Beach Motel fights to keep tourist status

Bob Patel has owned and operated the beach motel since 1983. He's already fought and won one legal battle to keep running it as a tourist motel, but he now has another legal fight on his hands. An unresolved case brought by the Tenderloin Housing Clinic is being resurrected, possibly for a second look by San Francisco's permitting board.

The clinic says the hotel is in violation of city regulations and is supposed to be a single-room occupancy residential hotel. The motel's lawyers alerted the sleepy outer Sunset neighborhood that the motel could become a homeless shelter.

"They decided to just lie and lie and lie, and I say that very clearly, last time they said we're trying to make it a homeless shelter," Randy Shaw with the Tenderloin Housing Clinic said. "We've never gone to any city agency trying to be involved."

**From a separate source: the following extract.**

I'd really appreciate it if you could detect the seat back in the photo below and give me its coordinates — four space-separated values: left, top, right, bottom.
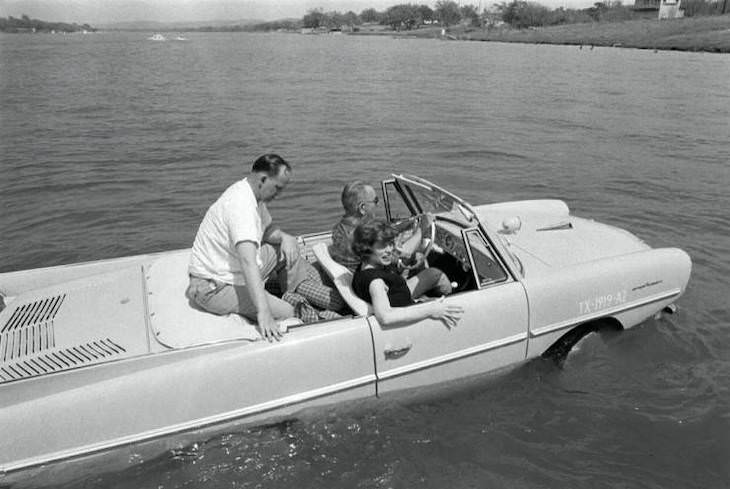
312 243 373 316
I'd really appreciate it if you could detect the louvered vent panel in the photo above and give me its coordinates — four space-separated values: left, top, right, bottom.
0 338 126 383
0 294 66 363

"We don't really know what the use of the property would be if it's not a tourist motel," Patel's lawyer, Andrew Zacks said. "What we know is that it is a tourist motel, it's always been a tourist motel, and if we have anything to do about it, it's going to stay a tourist motel."

A lot has changed in San Francisco since the Beach Motel first opened its doors in 1958. First, there's zoning which now forbids tourist hotels in the neighborhood. Also, there's a city ordinance aimed at preserving affordable housing in the form of single-occupancy (or SRO) hotels. The Beach Motel thought it had won exemptions on both, but a hearing at City Hall Wednesday evening could reopen that legal battle.